Route53

  • Resolver Conditional forward rules
  • R53 Resolver - single endpoint which can represent multiple VPC in multiple accounts in the same region. Made of 1 or more ENI.  Available in each AZ.
  • Resolver checks if its Private Hosted zone (higher priority) followed by VPC DNS and then to Public DNS.
  • Inbound endpoints - Traffic from on-premise will reach R53 resolver through the inbound endpoint.
    • The IEP will be in the central VPC. Need not be in all other VPCs.
    • Individual VPC will have R53 PHZ and Associate all those Private hosted zone to central VPC.
  • Outbound endpoints
    • We may have zones in On-premises which our EC2 instance may have to resolve.
    • On-prem has its DNS server.
    • OEP - R53 resolver to query your on-premise DNS resolvers.
    • We need to create resolver rules to tell how to resolve
      • Forward and System - 2 types of rule
      • Forward has precedence over System rules.
    • Create OEP in central and just share the rules with all the individual VPC (dont need to have OEP in each VPC).
    • For VPC in other accounts the resolver rules can be shared through Resource access manager. 
  • Route 53 (https://github.com/Ernyoke/certified-aws-solutions-architect-professional/blob/main/02-networking/route53.md)
    1. If you want to map your instances to a custom domain name, you can use Amazon Route 53 to create a custom DNS-to-IP-mapping record. 
    2. An Amazon Route 53 hosted zone is a container that holds information about how you want Amazon Route 53 to respond to DNS queries for a domain and its subdomains. 
    3. Public Hosted Zones contain DNS information that is resolvable over the public internet while Private Hosted Zones are a specific implementation that only presents information to VPCs that have been attached to the specific private hosted zone. 
    4. In a Landing Zone setup where you have multiple VPCs/accounts, you can associate a single private hosted zone with multiple VPCs across AWS accounts and across Regions. The end hosts in the VPCs use their respective Route 53 Resolver IP (+2 offset the VPC CIDR) as the name server for DNS queries. The Route 53 Resolver in VPC accepts DNS queries only from resources within a VPC. 
    5. For inbound queries from on-premises to Route 53 hosted zones, DNS servers on your network can forward queries to inbound Resolver endpoints in a specified VPC. It is not recommended to create Route 53 Resolver endpoints in every VPC of the Landing Zone. Centralize them in a central egress VPC (in the Network services account).
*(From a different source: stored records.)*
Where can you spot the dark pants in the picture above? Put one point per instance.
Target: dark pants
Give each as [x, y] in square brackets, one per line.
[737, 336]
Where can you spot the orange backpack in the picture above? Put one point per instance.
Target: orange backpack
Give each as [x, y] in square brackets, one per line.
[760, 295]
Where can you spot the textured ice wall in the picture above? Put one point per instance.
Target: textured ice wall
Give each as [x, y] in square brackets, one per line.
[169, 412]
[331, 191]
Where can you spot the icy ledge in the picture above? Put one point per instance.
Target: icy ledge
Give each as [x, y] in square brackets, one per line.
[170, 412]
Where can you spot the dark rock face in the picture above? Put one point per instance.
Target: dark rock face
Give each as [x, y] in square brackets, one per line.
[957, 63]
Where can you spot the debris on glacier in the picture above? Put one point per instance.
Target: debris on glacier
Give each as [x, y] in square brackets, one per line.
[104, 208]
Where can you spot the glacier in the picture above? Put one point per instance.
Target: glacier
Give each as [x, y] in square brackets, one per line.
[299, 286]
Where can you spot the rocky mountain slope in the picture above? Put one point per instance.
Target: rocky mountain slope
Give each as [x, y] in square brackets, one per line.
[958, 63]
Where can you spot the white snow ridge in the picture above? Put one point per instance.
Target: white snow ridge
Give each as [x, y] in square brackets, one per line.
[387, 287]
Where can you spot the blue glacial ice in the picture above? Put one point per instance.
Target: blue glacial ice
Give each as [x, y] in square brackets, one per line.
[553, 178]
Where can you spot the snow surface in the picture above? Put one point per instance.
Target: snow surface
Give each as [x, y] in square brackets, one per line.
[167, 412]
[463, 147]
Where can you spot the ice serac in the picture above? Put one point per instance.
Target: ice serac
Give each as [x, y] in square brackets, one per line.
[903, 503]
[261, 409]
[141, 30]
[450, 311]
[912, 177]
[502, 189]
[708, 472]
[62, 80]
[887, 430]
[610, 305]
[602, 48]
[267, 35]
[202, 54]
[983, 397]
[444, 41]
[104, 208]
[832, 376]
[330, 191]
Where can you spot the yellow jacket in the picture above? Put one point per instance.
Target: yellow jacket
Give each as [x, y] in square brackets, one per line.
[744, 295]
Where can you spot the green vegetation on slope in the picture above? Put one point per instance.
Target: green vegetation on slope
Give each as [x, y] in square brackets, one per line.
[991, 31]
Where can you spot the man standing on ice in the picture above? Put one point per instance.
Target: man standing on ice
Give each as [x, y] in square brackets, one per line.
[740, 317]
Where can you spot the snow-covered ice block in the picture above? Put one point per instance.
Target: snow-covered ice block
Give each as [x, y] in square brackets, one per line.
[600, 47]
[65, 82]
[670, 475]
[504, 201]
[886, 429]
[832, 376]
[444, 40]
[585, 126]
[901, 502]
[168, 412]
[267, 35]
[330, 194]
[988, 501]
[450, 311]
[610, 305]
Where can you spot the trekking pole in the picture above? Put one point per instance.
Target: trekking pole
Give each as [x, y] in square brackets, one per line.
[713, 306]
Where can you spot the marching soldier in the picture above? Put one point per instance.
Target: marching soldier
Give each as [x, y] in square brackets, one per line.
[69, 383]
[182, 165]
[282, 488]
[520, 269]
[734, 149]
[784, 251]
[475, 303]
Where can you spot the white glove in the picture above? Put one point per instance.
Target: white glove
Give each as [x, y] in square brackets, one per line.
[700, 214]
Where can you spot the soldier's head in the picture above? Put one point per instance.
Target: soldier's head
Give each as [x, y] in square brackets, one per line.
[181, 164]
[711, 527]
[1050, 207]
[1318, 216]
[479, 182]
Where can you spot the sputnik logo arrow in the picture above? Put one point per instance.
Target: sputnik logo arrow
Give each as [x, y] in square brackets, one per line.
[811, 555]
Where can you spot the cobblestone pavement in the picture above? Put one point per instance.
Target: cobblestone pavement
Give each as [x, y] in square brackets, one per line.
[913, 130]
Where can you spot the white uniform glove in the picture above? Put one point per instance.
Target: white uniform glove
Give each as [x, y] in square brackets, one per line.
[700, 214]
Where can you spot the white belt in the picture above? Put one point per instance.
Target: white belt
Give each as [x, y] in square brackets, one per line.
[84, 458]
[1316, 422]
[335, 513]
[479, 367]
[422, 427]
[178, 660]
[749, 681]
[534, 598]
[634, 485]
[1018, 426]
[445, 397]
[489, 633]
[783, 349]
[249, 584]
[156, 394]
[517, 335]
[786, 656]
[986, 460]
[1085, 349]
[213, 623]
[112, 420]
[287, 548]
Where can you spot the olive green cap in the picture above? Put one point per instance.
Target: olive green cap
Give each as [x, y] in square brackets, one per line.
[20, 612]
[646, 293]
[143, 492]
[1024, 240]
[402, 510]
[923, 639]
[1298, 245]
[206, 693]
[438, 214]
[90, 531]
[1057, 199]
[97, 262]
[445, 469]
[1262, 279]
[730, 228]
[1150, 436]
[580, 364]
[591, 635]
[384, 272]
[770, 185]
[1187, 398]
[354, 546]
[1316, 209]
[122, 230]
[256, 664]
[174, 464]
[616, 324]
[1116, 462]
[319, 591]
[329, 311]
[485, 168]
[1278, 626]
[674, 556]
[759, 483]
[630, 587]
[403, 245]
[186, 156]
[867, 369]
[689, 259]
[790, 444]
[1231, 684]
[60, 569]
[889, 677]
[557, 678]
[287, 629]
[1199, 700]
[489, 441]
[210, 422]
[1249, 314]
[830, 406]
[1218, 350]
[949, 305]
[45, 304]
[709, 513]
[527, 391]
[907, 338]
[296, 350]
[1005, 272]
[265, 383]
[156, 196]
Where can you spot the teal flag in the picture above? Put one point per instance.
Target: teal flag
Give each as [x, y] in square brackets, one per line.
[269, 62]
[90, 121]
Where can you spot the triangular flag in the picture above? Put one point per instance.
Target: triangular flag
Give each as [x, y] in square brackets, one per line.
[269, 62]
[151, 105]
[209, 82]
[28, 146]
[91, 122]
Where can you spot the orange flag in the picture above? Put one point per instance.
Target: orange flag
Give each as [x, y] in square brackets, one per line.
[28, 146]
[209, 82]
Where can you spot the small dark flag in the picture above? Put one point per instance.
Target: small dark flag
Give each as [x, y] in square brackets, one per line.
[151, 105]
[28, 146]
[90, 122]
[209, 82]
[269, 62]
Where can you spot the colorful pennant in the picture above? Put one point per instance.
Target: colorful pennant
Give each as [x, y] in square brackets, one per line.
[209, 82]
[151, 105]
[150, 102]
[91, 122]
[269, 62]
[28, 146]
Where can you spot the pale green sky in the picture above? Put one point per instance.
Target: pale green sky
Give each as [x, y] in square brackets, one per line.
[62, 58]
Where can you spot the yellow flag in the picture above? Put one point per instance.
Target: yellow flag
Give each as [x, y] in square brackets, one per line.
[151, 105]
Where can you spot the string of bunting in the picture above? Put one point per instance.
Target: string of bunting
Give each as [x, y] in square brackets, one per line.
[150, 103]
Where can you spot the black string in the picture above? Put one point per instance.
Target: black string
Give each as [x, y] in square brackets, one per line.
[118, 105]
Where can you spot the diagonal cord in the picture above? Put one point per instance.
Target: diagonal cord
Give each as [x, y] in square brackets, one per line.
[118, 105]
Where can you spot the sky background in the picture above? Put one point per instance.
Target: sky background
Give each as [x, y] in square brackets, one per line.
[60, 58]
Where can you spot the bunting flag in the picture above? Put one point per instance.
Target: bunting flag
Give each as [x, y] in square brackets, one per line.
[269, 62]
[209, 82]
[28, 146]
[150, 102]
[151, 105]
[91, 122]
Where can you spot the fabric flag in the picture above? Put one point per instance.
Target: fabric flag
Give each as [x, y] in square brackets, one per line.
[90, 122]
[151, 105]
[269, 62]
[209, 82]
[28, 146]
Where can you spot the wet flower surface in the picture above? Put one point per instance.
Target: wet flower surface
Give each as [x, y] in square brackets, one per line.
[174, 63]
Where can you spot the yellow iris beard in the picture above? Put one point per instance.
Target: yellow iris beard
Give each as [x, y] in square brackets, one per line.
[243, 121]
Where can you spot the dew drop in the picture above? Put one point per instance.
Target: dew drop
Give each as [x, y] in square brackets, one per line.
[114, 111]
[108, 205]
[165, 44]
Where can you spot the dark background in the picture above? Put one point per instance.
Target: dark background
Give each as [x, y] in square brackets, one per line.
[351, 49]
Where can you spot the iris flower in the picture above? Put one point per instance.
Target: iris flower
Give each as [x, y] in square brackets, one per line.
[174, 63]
Using Resource Access Manager (RAM), share these Route 53 Resolver rules with multiple accounts (and associate with VPCs in the accounts). 
    6. DNSSEC is primarily used to protect your domain from DNS spoofing or man-in-the-middle attacks.
    7. Whether an endpoint is healthy depends on the type of health check:
      1. HTTP Health Check - the endpoint must respond with an HTTP status code of 2xx or 3xx within two seconds after connecting.

      2. TCP health checks – Route 53 must be able to establish a TCP connection with the endpoint within ten seconds.

      3. HTTP with string matching- The string must appear entirely in the first 5,120 bytes of the response body or the endpoint fails the health check. 

      4. The health check that does the monitoring is the parent health check, and the health checks that are monitored are child health checks. One parent health check can monitor the health of up to 255 child health checks.

      5. If you set Evaluate Target Health to No, Route 53 continues to route traffic to the records that an alias record refers to even if health checks for those records are failing.
      6. For instance like EC2 we cannot create Alias record. Alias is meant for ELB.  
      7. How you configure Route 53 to check the health of your resources depends on whether you're creating alias records or non-alias records:

        1. Alias records – Specify Yes for Evaluate Target Health.

        2. Non-alias records – Associate the health checks that you created with the corresponding records.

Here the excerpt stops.